Roughly four (4) adjoining primary blocks.
ca. 1875, ca. 1883, ca. 1915, ca. 1920.
The former House Corset Machine Company plant is comprised of four adjoining primary blocks located on the south side of East Washington Avenue, at the southeast corner of East Washington Avenue’s intersection with Knowlton Street. The oldest block associated with the factory was erected as a one-story building ca. 1875 and then raised to two stories circa 1915. The block is located at the northwest corner of the present plant and measures 60’ x 35’. The first story is of brick pier construction and it has one-story bays with brick corbelling, round-arched window openings with stone sills, and a denticulated and corbelled red brick cornice. The second floor has red brick walls, large rectangular window openings, a denticulated and corbelled red brick cornice, tile coping, and a flat roof. The second block associated with the plant was erected adjoining the east elevation of the ca. 1875 building around 1883. It is a two-story, 50’ x 35’ red brick block and the design of the first story is identical to the ca. 1875 shop. The second floor, however, is of simpler styling and has red brick walls, segmental-arched window openings with stone sills, a corbelled brick cornice, and a flat roof. A two-story, 50’ x 84’ wood-frame storage building was also erected to the southeast of the original factory around 1883. This adjoins the south elevation of the other ca. 1883 structure and a loading dock has since been built on its west elevation. The storage building has wood shingle siding, rectangular window openings, and a gable roof. The final block associated with the property was erected adjoining the storage building’s west elevation ca. 1920. It is a two-story, 60’ x 35’ red brick block with both segmental-arched and flat door openings, rectangular window openings with concrete sills and lintels, and a side-gabled roof. Several loading bays are located on the ground floor of its north elevation and these have metal roll-up style doors.

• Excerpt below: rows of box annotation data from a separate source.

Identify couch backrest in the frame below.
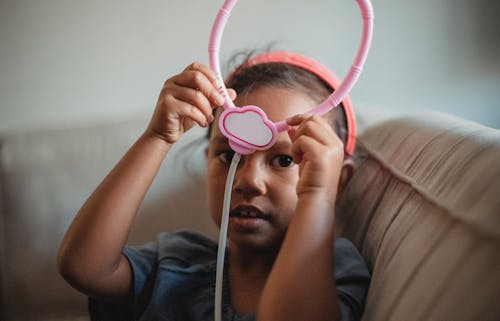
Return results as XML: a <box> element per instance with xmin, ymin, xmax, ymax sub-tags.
<box><xmin>0</xmin><ymin>119</ymin><xmax>216</xmax><ymax>320</ymax></box>
<box><xmin>337</xmin><ymin>114</ymin><xmax>500</xmax><ymax>321</ymax></box>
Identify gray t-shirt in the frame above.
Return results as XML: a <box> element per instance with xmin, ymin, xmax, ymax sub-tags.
<box><xmin>89</xmin><ymin>230</ymin><xmax>370</xmax><ymax>321</ymax></box>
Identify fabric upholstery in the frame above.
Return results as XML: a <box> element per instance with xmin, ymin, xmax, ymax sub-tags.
<box><xmin>336</xmin><ymin>114</ymin><xmax>500</xmax><ymax>321</ymax></box>
<box><xmin>0</xmin><ymin>119</ymin><xmax>216</xmax><ymax>321</ymax></box>
<box><xmin>0</xmin><ymin>111</ymin><xmax>500</xmax><ymax>321</ymax></box>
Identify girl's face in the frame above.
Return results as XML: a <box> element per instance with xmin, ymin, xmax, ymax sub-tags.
<box><xmin>207</xmin><ymin>87</ymin><xmax>316</xmax><ymax>251</ymax></box>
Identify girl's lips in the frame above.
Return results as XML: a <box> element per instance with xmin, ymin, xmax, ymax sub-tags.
<box><xmin>229</xmin><ymin>205</ymin><xmax>271</xmax><ymax>233</ymax></box>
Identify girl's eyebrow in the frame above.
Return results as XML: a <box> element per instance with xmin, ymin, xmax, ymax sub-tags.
<box><xmin>212</xmin><ymin>136</ymin><xmax>228</xmax><ymax>145</ymax></box>
<box><xmin>211</xmin><ymin>136</ymin><xmax>292</xmax><ymax>150</ymax></box>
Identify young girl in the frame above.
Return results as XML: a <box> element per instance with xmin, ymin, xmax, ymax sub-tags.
<box><xmin>58</xmin><ymin>53</ymin><xmax>370</xmax><ymax>321</ymax></box>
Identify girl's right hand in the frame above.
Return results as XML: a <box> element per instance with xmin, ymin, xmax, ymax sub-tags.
<box><xmin>148</xmin><ymin>62</ymin><xmax>236</xmax><ymax>144</ymax></box>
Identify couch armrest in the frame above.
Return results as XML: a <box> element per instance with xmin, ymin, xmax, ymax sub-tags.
<box><xmin>337</xmin><ymin>114</ymin><xmax>500</xmax><ymax>321</ymax></box>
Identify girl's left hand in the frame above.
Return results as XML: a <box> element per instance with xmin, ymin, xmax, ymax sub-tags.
<box><xmin>286</xmin><ymin>115</ymin><xmax>344</xmax><ymax>202</ymax></box>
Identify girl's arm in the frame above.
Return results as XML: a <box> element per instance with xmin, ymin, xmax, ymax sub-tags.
<box><xmin>257</xmin><ymin>115</ymin><xmax>344</xmax><ymax>321</ymax></box>
<box><xmin>57</xmin><ymin>63</ymin><xmax>222</xmax><ymax>300</ymax></box>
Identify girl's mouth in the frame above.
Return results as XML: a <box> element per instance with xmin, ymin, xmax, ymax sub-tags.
<box><xmin>229</xmin><ymin>205</ymin><xmax>269</xmax><ymax>220</ymax></box>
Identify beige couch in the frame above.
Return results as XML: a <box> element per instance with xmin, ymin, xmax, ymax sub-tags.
<box><xmin>0</xmin><ymin>114</ymin><xmax>500</xmax><ymax>321</ymax></box>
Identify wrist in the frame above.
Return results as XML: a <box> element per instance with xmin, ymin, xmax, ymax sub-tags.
<box><xmin>139</xmin><ymin>128</ymin><xmax>172</xmax><ymax>152</ymax></box>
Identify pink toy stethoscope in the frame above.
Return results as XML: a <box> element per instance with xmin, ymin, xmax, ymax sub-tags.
<box><xmin>208</xmin><ymin>0</ymin><xmax>374</xmax><ymax>321</ymax></box>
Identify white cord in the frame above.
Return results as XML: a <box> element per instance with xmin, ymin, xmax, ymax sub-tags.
<box><xmin>214</xmin><ymin>153</ymin><xmax>241</xmax><ymax>321</ymax></box>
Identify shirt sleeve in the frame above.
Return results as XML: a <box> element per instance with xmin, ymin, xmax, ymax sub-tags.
<box><xmin>88</xmin><ymin>242</ymin><xmax>158</xmax><ymax>321</ymax></box>
<box><xmin>334</xmin><ymin>238</ymin><xmax>371</xmax><ymax>321</ymax></box>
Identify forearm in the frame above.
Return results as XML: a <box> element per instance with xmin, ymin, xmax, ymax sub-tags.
<box><xmin>58</xmin><ymin>130</ymin><xmax>170</xmax><ymax>291</ymax></box>
<box><xmin>258</xmin><ymin>192</ymin><xmax>340</xmax><ymax>321</ymax></box>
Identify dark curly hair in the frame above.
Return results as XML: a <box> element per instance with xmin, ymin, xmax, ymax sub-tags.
<box><xmin>207</xmin><ymin>51</ymin><xmax>347</xmax><ymax>144</ymax></box>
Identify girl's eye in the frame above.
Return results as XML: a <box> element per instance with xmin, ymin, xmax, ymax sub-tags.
<box><xmin>271</xmin><ymin>155</ymin><xmax>295</xmax><ymax>167</ymax></box>
<box><xmin>219</xmin><ymin>150</ymin><xmax>234</xmax><ymax>164</ymax></box>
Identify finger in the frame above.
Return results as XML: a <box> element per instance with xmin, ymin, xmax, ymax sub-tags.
<box><xmin>227</xmin><ymin>88</ymin><xmax>237</xmax><ymax>100</ymax></box>
<box><xmin>286</xmin><ymin>114</ymin><xmax>309</xmax><ymax>126</ymax></box>
<box><xmin>172</xmin><ymin>70</ymin><xmax>224</xmax><ymax>107</ymax></box>
<box><xmin>170</xmin><ymin>85</ymin><xmax>213</xmax><ymax>122</ymax></box>
<box><xmin>292</xmin><ymin>136</ymin><xmax>320</xmax><ymax>164</ymax></box>
<box><xmin>174</xmin><ymin>97</ymin><xmax>208</xmax><ymax>127</ymax></box>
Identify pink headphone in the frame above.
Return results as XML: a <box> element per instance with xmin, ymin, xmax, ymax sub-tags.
<box><xmin>226</xmin><ymin>51</ymin><xmax>356</xmax><ymax>156</ymax></box>
<box><xmin>209</xmin><ymin>0</ymin><xmax>373</xmax><ymax>155</ymax></box>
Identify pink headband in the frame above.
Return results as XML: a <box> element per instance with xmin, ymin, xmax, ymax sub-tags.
<box><xmin>226</xmin><ymin>52</ymin><xmax>356</xmax><ymax>156</ymax></box>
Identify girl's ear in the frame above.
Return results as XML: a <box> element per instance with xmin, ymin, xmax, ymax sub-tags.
<box><xmin>337</xmin><ymin>158</ymin><xmax>354</xmax><ymax>201</ymax></box>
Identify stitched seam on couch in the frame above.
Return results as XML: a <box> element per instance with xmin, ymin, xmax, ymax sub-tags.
<box><xmin>358</xmin><ymin>140</ymin><xmax>500</xmax><ymax>242</ymax></box>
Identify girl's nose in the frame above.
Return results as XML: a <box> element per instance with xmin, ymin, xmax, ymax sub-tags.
<box><xmin>233</xmin><ymin>155</ymin><xmax>266</xmax><ymax>197</ymax></box>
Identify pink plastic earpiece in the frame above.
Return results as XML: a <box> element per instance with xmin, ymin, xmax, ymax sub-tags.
<box><xmin>208</xmin><ymin>0</ymin><xmax>374</xmax><ymax>155</ymax></box>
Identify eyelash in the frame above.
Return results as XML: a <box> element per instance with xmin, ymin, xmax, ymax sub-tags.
<box><xmin>218</xmin><ymin>150</ymin><xmax>295</xmax><ymax>168</ymax></box>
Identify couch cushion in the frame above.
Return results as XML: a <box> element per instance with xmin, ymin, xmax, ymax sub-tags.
<box><xmin>337</xmin><ymin>114</ymin><xmax>500</xmax><ymax>321</ymax></box>
<box><xmin>0</xmin><ymin>119</ymin><xmax>216</xmax><ymax>320</ymax></box>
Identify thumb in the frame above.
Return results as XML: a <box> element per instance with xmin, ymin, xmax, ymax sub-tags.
<box><xmin>227</xmin><ymin>88</ymin><xmax>237</xmax><ymax>100</ymax></box>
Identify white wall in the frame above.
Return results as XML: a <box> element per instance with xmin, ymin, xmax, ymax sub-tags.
<box><xmin>0</xmin><ymin>0</ymin><xmax>500</xmax><ymax>131</ymax></box>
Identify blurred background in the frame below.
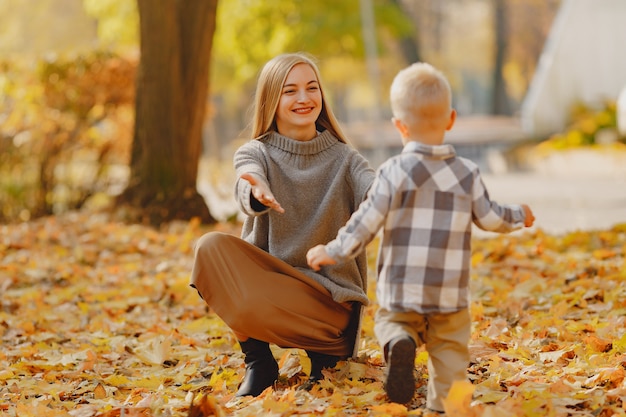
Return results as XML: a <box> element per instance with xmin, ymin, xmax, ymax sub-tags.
<box><xmin>0</xmin><ymin>0</ymin><xmax>626</xmax><ymax>232</ymax></box>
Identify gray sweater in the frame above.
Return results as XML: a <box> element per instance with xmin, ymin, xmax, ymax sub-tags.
<box><xmin>234</xmin><ymin>131</ymin><xmax>374</xmax><ymax>304</ymax></box>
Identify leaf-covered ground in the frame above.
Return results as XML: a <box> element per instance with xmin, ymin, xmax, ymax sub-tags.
<box><xmin>0</xmin><ymin>214</ymin><xmax>626</xmax><ymax>417</ymax></box>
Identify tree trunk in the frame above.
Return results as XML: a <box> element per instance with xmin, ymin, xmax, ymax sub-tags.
<box><xmin>118</xmin><ymin>0</ymin><xmax>217</xmax><ymax>225</ymax></box>
<box><xmin>492</xmin><ymin>0</ymin><xmax>511</xmax><ymax>115</ymax></box>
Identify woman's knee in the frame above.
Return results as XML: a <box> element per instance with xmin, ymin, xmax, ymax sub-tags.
<box><xmin>195</xmin><ymin>232</ymin><xmax>234</xmax><ymax>255</ymax></box>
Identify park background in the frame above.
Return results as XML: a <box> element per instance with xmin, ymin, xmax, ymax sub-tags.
<box><xmin>0</xmin><ymin>0</ymin><xmax>626</xmax><ymax>416</ymax></box>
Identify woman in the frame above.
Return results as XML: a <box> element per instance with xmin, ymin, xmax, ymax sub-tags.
<box><xmin>191</xmin><ymin>53</ymin><xmax>374</xmax><ymax>396</ymax></box>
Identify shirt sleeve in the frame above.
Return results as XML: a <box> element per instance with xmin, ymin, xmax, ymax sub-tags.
<box><xmin>472</xmin><ymin>171</ymin><xmax>526</xmax><ymax>233</ymax></box>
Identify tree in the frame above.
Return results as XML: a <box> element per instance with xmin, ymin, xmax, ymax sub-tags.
<box><xmin>491</xmin><ymin>0</ymin><xmax>510</xmax><ymax>115</ymax></box>
<box><xmin>116</xmin><ymin>0</ymin><xmax>217</xmax><ymax>225</ymax></box>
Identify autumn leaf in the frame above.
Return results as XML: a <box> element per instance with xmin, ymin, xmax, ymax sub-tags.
<box><xmin>0</xmin><ymin>213</ymin><xmax>626</xmax><ymax>417</ymax></box>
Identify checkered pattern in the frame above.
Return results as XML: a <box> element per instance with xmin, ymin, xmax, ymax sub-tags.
<box><xmin>326</xmin><ymin>142</ymin><xmax>525</xmax><ymax>313</ymax></box>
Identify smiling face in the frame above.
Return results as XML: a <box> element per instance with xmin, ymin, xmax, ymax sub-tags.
<box><xmin>276</xmin><ymin>64</ymin><xmax>322</xmax><ymax>141</ymax></box>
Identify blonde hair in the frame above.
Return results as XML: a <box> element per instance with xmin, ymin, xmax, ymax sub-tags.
<box><xmin>252</xmin><ymin>52</ymin><xmax>348</xmax><ymax>143</ymax></box>
<box><xmin>389</xmin><ymin>62</ymin><xmax>452</xmax><ymax>124</ymax></box>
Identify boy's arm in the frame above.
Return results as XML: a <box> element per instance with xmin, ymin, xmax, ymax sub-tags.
<box><xmin>472</xmin><ymin>172</ymin><xmax>535</xmax><ymax>233</ymax></box>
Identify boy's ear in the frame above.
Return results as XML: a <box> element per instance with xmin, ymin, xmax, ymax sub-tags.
<box><xmin>391</xmin><ymin>117</ymin><xmax>409</xmax><ymax>138</ymax></box>
<box><xmin>446</xmin><ymin>109</ymin><xmax>456</xmax><ymax>130</ymax></box>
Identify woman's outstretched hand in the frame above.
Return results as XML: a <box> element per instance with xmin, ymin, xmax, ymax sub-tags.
<box><xmin>239</xmin><ymin>173</ymin><xmax>285</xmax><ymax>213</ymax></box>
<box><xmin>306</xmin><ymin>245</ymin><xmax>337</xmax><ymax>271</ymax></box>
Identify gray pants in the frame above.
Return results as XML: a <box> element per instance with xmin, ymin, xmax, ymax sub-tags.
<box><xmin>191</xmin><ymin>232</ymin><xmax>360</xmax><ymax>357</ymax></box>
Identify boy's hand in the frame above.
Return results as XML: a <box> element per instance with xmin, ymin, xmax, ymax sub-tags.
<box><xmin>522</xmin><ymin>204</ymin><xmax>535</xmax><ymax>227</ymax></box>
<box><xmin>306</xmin><ymin>245</ymin><xmax>337</xmax><ymax>271</ymax></box>
<box><xmin>239</xmin><ymin>173</ymin><xmax>285</xmax><ymax>213</ymax></box>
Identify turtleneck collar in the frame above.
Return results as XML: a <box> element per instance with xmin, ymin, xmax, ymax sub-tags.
<box><xmin>260</xmin><ymin>130</ymin><xmax>339</xmax><ymax>155</ymax></box>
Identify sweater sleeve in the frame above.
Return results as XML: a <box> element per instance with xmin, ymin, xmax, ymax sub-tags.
<box><xmin>350</xmin><ymin>150</ymin><xmax>376</xmax><ymax>207</ymax></box>
<box><xmin>326</xmin><ymin>166</ymin><xmax>393</xmax><ymax>263</ymax></box>
<box><xmin>233</xmin><ymin>140</ymin><xmax>270</xmax><ymax>216</ymax></box>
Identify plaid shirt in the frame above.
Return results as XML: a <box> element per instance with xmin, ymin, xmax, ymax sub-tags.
<box><xmin>326</xmin><ymin>142</ymin><xmax>525</xmax><ymax>314</ymax></box>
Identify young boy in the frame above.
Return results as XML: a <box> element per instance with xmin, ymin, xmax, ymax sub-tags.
<box><xmin>307</xmin><ymin>63</ymin><xmax>534</xmax><ymax>412</ymax></box>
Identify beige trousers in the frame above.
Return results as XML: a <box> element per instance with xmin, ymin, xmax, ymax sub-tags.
<box><xmin>374</xmin><ymin>308</ymin><xmax>471</xmax><ymax>411</ymax></box>
<box><xmin>191</xmin><ymin>232</ymin><xmax>359</xmax><ymax>357</ymax></box>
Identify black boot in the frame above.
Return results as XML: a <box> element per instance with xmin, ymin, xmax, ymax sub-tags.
<box><xmin>384</xmin><ymin>336</ymin><xmax>415</xmax><ymax>404</ymax></box>
<box><xmin>236</xmin><ymin>338</ymin><xmax>278</xmax><ymax>397</ymax></box>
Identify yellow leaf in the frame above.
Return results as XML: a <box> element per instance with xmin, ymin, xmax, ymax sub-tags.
<box><xmin>104</xmin><ymin>374</ymin><xmax>130</xmax><ymax>387</ymax></box>
<box><xmin>93</xmin><ymin>384</ymin><xmax>107</xmax><ymax>400</ymax></box>
<box><xmin>443</xmin><ymin>381</ymin><xmax>476</xmax><ymax>417</ymax></box>
<box><xmin>0</xmin><ymin>369</ymin><xmax>15</xmax><ymax>381</ymax></box>
<box><xmin>372</xmin><ymin>403</ymin><xmax>408</xmax><ymax>417</ymax></box>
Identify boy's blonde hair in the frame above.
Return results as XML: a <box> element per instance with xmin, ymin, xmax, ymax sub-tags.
<box><xmin>252</xmin><ymin>53</ymin><xmax>348</xmax><ymax>143</ymax></box>
<box><xmin>389</xmin><ymin>62</ymin><xmax>452</xmax><ymax>124</ymax></box>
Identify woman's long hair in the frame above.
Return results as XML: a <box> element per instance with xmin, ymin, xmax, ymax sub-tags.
<box><xmin>252</xmin><ymin>52</ymin><xmax>348</xmax><ymax>143</ymax></box>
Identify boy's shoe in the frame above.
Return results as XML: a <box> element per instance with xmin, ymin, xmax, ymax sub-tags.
<box><xmin>385</xmin><ymin>336</ymin><xmax>416</xmax><ymax>404</ymax></box>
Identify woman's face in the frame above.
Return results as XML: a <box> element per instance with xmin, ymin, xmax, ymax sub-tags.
<box><xmin>276</xmin><ymin>64</ymin><xmax>322</xmax><ymax>141</ymax></box>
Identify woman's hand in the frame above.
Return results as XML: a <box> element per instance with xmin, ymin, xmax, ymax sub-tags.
<box><xmin>239</xmin><ymin>173</ymin><xmax>285</xmax><ymax>213</ymax></box>
<box><xmin>522</xmin><ymin>204</ymin><xmax>535</xmax><ymax>227</ymax></box>
<box><xmin>306</xmin><ymin>245</ymin><xmax>337</xmax><ymax>271</ymax></box>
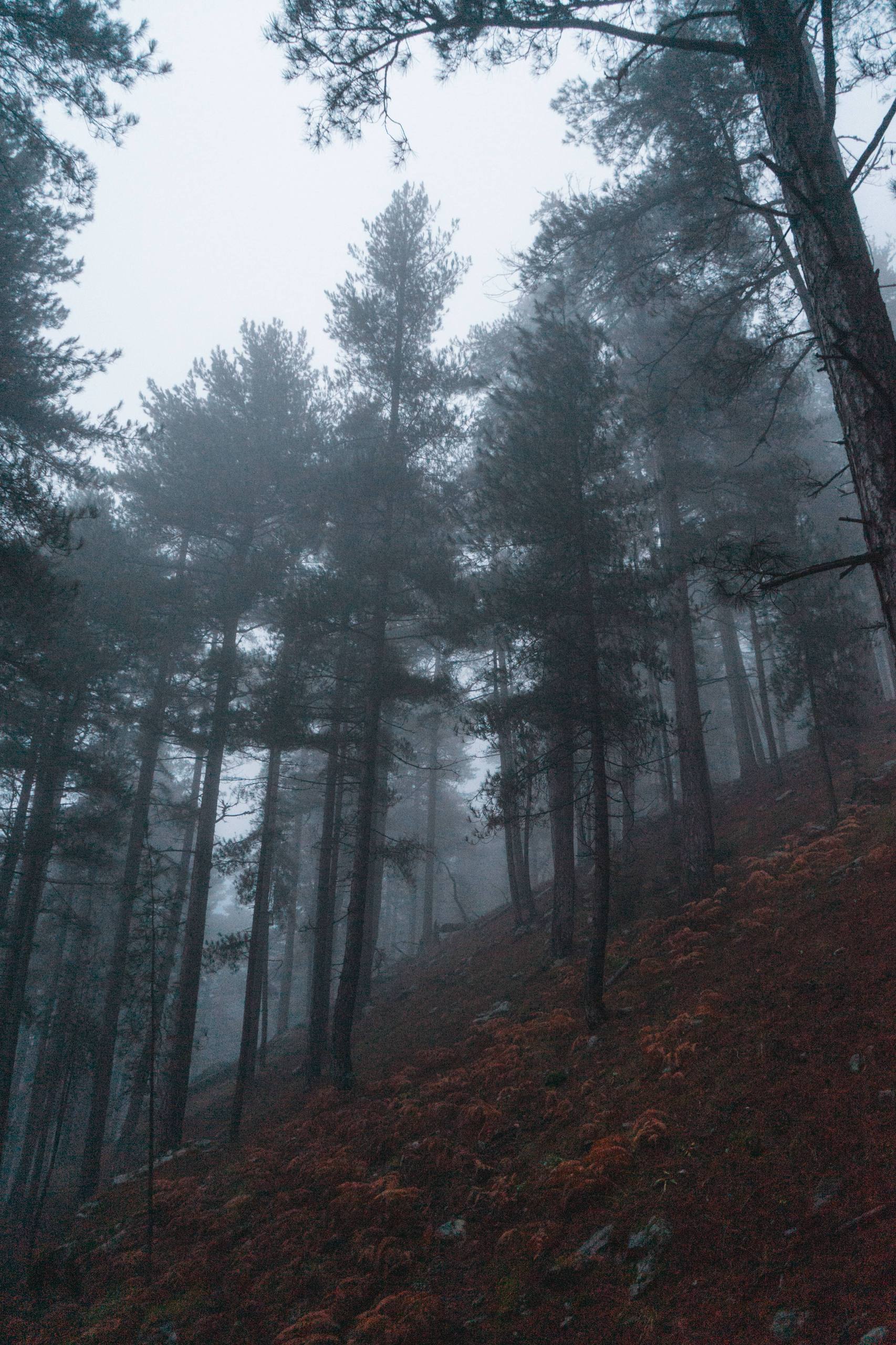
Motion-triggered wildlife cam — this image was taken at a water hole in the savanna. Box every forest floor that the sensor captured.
[3,711,896,1345]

The complex is in fair condition. The vast majority of the original window openings throughout the plant have been infilled or reduced in size, however, overall, the facility appears to be well maintained and structurally sound.
One 0.30-acre parcel (310 East Washington Avenue) located on the south side of East Washington Avenue, at the southeast corner of East Washington Avenue’s intersection with Knowlton Street.